Bolsonaro solicita autorização a Moraes para entrada de técnico de internet

A defesa do ex-presidente Jair Bolsonaro apresentou um novo requerimento formal endereçado ao ministro Alexandre de Moraes, do Supremo Tribunal Federal (STF), solicitando autorização expressa para a entrada de um profissional de telecomunicações em sua residência. A medida faz-se necessária devido às restrições decorrentes do regime de prisão domiciliar ao qual o ex-mandatário está submetido na capital federal. O objetivo do pedido peticionado pelos advogados é permitir o acesso de um técnico especializado para realizar a manutenção e o reparo da rede de internet local, que vem apresentando oscilações e falhas operacionais recorrentes.
De acordo com as informações constantes na petição protocolada junto ao Supremo Tribunal Federal, a conexão sem fio da residência tem registrado instabilidades constantes que inviabilizam o uso regular do serviço. Os representantes legais do ex-presidente explicaram na peça jurídica que os procedimentos padrão de suporte remoto e os testes realizados à distância não foram suficientes para restabelecer o funcionamento adequado do sistema. Diante da impossibilidade de solução por vias virtuais, a equipe técnica da operadora indicou a necessidade indispensável de uma intervenção presencial no imóvel.
Diante do diagnóstico da prestadora de serviços, os advogados de defesa ressaltaram na petição que se torna indispensável a visita de um funcionário da empresa de telefonia Claro ao endereço em Brasília. O documento encaminhado ao gabinete do ministro relator enfatiza que o atendimento presencial terá de ser agendado de acordo com a disponibilidade de agenda da própria companhia, respeitando os horários comerciais e os protocolos de segurança estabelecidos pelas autoridades judiciais para o monitoramento do local.

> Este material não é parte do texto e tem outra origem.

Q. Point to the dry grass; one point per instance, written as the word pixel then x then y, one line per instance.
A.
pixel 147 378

A necessidade de submeter um pedido de natureza rotineira à apreciação da Suprema Corte decorre diretamente das regras estipuladas para o cumprimento da medida cautelar e da pena aplicável. Como qualquer alteração na rotina da residência ou a entrada de prestadores de serviços externos exige comunicação prévia e anuência do Poder Judiciário, os advogados optaram por formalizar a solicitação para evitar qualquer interpretação de descumprimento das determinações impostas. A cautela jurídica visa garantir o cumprimento estrito das condicionantes do regime domiciliar.

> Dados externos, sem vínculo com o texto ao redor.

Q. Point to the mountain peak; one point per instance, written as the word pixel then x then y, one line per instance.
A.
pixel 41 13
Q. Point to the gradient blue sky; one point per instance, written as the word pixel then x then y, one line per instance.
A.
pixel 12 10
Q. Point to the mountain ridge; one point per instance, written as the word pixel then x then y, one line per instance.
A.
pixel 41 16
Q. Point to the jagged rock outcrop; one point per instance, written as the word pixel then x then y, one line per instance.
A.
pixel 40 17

O ex-presidente cumpre a pena em sua residência oficial em Brasília após julgamento proferido pela Suprema Corte, no qual foi condenado a 27 anos e 3 meses de reclusão por acusações relativas a atos contra o Estado Democrático de Direito. O acompanhamento das condições de permanência no imóvel é realizado de forma contínua pelos órgãos de fiscalização e pela Polícia Federal, o que exige o registro minucioso de todas as pessoas autorizadas a frequentar o perímetro da propriedade.
A petição encaminhada por meio dos advogados junta-se a uma série de outros requerimentos formais que analisam a movimentação e as necessidades básicas de manutenção do imóvel onde o ex-chefe do Executivo permanece recolhido. Especialistas em direito processual apontam que a solicitação de autorização para serviços de infraestrutura básica, como água, luz e telecomunicações, é um procedimento padrão em casos de restrição de liberdade em ambiente residencial, garantindo a transparência das atividades perante o juízo da execução.

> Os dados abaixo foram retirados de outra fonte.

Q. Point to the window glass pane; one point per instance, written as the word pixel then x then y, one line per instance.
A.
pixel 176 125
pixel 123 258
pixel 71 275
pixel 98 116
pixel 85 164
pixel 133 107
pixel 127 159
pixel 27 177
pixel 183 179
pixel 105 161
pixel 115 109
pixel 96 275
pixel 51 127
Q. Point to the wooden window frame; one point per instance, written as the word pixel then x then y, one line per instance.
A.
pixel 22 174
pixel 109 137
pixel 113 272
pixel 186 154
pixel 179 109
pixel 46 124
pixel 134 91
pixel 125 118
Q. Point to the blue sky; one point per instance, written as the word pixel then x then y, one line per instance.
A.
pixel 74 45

Por fim, cabe ao ministro Alexandre de Moraes analisar o teor do pedido apresentado pela defesa e decidir sobre a liberação do acesso do profissional de telecomunicações ao local. A expectativa dos advogados é de que o despacho seja proferido nos próximos dias, estabelecendo as diretrizes e os horários em que a manutenção da rede de internet poderá ser realizada com o devido acompanhamento das forças de segurança incumbidas da fiscalização da medida.